The recent New Jersey ruling blocking an unmarried father from being in the delivery room during the birth of his child has brought to the forefront an issue that desperately needs attention: the rights of an unmarried father.
Under current law, unwed fathers face a long and difficult battle to gain even the most basic of parental rights.
With more than 40 percent of children born out of wedlock in the United States, the extra hoops these fathers are required to jump through creates an unfair and unnecessary struggle for many men who simply want to be a part of their child's life. Unmarried fathers are essentially treated as second-class parents.
In the New Jersey case, Steven Plotnick sued ex-fiancￃﾩ Rebecca DeLuccia for several basic rights regarding his child: the right to notification when DeLuccia went into labor; the ability to see his child as soon as possible after birth; the ability to sign the birth certificate shortly after birth; for the baby to carry his surname; and for a parenting-time order to be issued. All of these requests were denied.
Most media coverage has focused on whether an unwed father has the right to be in the delivery room at the time of birth, though Plotnick's attorney has since denied that as their stated wish.
Either way, New Jersey Superior Court Judge Sohail Mohammed ruled that mothers have the right to decide whether the biological father is allowed in the room, but the wording only applies to fathers not married to the mother.
If the intent was to protect the health and privacy rights of the mother, why single out the ability to ban unmarried fathers instead of simply giving the mother absolute authority over who is allowed in the delivery room when the child is born?
Unnecessarily specifying unwed fathers like this clearly demonstrates the discriminatory attitude that is generally held: If you aren't married to the mother, you are less entitled to the rights of a father.

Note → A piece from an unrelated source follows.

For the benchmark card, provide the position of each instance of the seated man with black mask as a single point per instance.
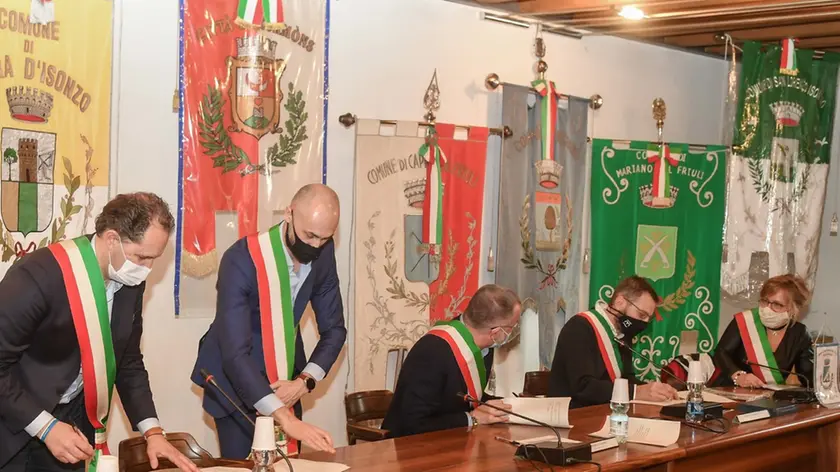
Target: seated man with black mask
(592, 349)
(454, 358)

Moving beyond the predominantly reported aspect, the other requests in Plotnick's suit also carry fairly significant implications. The judge ruled that notifying Plotnick when his ex was going into labor would be a violation of the mother's privacy, and "Any interest a father has before the child's birth is subordinate to the mother's interests." Unmarried fathers are not even entitled to know when their child is about to come into this world.
The final major points of contention were the right for Plotnick to sign the birth certificate shortly after birth and for a court order to be issued allotting him time to see his child.
According to Mohammed, the best interests of a child cannot be determined prior to birth, therefore a judgment for parenting time was inappropriate. Granting Plotnick the right to sign the birth certificate would also be a violation of the mother's rights because she did not consent to the action.
When married couples have a child, the husband is legally assumed to be the father (whether that is true or not). However, unmarried fathers have no assumption of paternity, which must be established before they have any legal standing for custody, visitation or the right to be a part of that child's life.
The easiest method to establish paternity is to have the father present to fill out the birth certificate with the mother. However, the mother apparently has the right to deny this as well.
Based off the judge's ruling, it appears unwed fathers must still seek permission from the mother for essentially anything pertaining to the child, regardless of during the pregnancy or after. It would seem the umbrella reasoning could be boiled down to "any interest a father has in their child is subordinate to the mother's interests. Period."
With the increasing trend of having children out of wedlock, it is time to readdress the rights -- or lack thereof -- held by unwed fathers. The case in New Jersey has put a spotlight on just how little control a father has when he is not married to the mother of his child.
Being married does not automatically make you a good parent; just as being unmarried doesn't automatically make you a bad parent. Unwed fathers deserve the same opportunity to be a part of their child's life, and it's time we stop making them work so much harder to obtain basic parental rights.